Identify recyclable plastics in your home by looking for the three-arrow symbol on bottles. Plastic bottles will often have a number on the bottom, and this information lets you know if they are recyclable of not.
Day 2 – Paper
Multiple types of paper can be recycled, so be sure to think about what you use at home and in the office. In the UK newspapers can be recycled, envelopes, certain gloss papers and various cardboards. This means from your pizza box to junk mail you should be able to make a real difference.
Check with your local council and make sure you are recycling as much paper as possible, as deforestation devastates the environment.
Day 3 – Glass
A glass bottle takes 4,000 years to biodegrade naturally, so sending them to landfill is not a viable solution. Brown, green and clear glass can all be recycled and across the UK you can find bottle banks to donate them. Your used bottles can be ground down, then the recyclable pieces are transformed back into containers again.
The UK aims to recycle 80% of all glass by 2020, a 3% rise on the goals for 2017.
Day 4 – Compost
Composting is a very easy way to make your own fertilizer completely free of charge. Composting involves you storing waste food scraps, excess grass and non-recyclable paper. It may seem like a messy job but a barrel and small shovel is all you need. To avoid a bad smell, add garden soil to the top of the pile.
Day 5 – Metals
A lot of household metal can be recycled; this is ferrous metal. If you are unsure if a metal is ferrous or non-ferrous, you may need to remove your fridge magnet. If a magnet attracts the metal it is ferrous and usually it can be recycled in kerbside collection bins.

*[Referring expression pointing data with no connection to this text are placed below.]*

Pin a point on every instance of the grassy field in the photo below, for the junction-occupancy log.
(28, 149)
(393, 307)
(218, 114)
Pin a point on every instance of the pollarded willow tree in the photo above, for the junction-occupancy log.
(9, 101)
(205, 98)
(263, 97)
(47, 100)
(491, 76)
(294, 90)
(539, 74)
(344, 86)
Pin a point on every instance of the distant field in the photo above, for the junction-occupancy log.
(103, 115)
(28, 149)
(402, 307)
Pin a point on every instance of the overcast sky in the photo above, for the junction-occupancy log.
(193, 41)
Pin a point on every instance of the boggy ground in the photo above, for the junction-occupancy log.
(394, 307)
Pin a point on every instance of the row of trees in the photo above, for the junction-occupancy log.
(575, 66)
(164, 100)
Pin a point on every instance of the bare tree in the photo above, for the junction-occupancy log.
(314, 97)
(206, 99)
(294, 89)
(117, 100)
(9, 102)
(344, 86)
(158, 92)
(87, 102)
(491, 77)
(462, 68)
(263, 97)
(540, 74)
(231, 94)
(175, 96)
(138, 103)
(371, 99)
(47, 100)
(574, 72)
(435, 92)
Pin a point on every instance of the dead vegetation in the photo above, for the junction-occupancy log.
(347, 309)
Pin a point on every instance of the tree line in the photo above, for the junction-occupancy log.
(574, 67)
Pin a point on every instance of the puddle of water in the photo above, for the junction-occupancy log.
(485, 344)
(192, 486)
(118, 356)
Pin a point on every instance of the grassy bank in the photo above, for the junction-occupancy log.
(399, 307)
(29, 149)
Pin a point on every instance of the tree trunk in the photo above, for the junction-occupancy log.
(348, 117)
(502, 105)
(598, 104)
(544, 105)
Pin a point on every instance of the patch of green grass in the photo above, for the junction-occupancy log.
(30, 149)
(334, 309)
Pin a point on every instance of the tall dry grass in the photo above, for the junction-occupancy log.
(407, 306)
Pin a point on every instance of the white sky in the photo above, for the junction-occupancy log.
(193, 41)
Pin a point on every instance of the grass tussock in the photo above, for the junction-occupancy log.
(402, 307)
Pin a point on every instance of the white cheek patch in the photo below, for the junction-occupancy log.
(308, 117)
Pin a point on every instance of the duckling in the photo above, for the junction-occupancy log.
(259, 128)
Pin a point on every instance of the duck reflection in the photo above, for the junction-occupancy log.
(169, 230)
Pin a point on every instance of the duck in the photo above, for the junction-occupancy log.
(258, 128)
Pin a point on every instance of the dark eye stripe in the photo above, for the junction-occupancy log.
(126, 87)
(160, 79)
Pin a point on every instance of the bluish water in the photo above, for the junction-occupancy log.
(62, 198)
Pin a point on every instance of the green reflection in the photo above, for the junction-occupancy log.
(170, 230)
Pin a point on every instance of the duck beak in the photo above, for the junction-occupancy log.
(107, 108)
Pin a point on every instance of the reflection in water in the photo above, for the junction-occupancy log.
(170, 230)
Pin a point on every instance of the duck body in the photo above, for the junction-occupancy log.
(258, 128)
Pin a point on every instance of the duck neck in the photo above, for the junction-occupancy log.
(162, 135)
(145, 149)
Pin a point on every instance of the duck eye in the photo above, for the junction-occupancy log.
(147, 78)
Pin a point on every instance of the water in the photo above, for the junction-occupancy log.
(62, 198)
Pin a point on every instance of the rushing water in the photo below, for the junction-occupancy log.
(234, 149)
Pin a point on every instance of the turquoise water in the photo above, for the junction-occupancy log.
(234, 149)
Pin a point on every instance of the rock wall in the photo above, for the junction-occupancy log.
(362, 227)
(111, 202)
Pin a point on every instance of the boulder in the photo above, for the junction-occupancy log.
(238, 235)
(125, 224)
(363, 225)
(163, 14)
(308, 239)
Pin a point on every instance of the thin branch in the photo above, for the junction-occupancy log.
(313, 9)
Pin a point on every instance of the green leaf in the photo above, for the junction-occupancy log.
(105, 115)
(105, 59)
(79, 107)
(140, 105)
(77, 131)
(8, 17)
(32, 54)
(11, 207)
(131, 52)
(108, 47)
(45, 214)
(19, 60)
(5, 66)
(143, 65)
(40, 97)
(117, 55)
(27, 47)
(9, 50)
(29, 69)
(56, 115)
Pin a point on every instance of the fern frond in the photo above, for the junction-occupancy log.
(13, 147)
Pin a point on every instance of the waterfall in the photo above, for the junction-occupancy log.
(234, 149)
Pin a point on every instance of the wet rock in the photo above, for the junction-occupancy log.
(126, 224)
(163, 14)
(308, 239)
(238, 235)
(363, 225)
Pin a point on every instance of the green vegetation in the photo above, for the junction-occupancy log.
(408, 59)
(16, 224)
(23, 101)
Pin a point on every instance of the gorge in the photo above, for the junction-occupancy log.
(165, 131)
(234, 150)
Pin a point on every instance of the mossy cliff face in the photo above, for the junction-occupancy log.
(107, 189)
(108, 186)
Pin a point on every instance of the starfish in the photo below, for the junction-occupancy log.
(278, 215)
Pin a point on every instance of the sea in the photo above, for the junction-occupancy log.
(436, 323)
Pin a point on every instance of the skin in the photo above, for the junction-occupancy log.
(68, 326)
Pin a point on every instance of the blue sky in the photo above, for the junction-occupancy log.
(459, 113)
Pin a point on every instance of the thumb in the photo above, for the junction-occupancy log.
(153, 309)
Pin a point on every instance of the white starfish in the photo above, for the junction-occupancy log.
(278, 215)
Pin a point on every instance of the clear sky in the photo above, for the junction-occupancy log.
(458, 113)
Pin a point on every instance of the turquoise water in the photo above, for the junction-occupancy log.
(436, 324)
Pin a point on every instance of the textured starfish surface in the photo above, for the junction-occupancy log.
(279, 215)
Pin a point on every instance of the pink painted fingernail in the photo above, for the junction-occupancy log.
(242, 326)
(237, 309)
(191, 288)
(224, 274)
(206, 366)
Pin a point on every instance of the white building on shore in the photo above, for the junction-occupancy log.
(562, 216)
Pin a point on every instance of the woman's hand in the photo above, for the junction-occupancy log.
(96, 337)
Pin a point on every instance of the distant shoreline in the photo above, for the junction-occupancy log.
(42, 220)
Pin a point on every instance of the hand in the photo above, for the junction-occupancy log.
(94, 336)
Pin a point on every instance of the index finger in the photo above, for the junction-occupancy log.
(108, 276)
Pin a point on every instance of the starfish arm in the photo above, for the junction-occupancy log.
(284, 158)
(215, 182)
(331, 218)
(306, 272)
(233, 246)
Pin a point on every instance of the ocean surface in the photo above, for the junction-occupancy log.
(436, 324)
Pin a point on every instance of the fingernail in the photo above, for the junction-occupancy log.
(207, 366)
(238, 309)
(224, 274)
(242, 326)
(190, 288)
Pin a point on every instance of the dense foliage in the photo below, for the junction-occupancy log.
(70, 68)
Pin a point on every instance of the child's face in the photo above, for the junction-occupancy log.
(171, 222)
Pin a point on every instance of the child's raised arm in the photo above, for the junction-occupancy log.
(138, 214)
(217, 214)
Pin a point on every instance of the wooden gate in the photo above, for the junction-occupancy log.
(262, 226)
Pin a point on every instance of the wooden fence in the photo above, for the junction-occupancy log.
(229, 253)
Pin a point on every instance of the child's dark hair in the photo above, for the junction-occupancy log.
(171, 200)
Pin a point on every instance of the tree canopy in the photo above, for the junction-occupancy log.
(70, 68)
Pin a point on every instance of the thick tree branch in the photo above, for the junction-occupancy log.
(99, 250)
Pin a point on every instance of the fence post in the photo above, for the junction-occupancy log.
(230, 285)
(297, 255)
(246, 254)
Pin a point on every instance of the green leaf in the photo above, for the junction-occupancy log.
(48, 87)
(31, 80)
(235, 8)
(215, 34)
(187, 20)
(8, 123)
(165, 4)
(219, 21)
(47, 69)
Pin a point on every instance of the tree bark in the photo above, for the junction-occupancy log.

Non-ferrous metals, pots and pans, may need to go to a local recycling centre.
Day 6 – Digital Waste
Tech waste has obviously increased significantly in recent years, usually it involves a trip to a recycling centre to dispose of. A few minutes research will ensure you dispose of it properly, and failure to correctly get rid of e-waste can result in fines. The problem with a lot of e-waste is that it is made from a concoction of materials, so this makes is difficult to separate.
Before you condemn old PCs and mobiles to the rubbish heap, check online and see if you can donate it to a local charity. Some organisations repurpose old tech for the benefit of others.
Day 7 – Clothes
If you’ve made it this far you are winning! You may look at your wardrobe and see little value inside, but someone else may disagree with you. Needlessly throwing clothes away is a ridiculous concept, especially when so many people could benefit from them.
Consider donating your clothes to charity shops in person or ask local schools if they can profit from your donation.
Congrats, you’ve made it. If you do a little bit of recycling each day you could make a huge difference. Knowing what can be recycled is the key to being a positive force for change.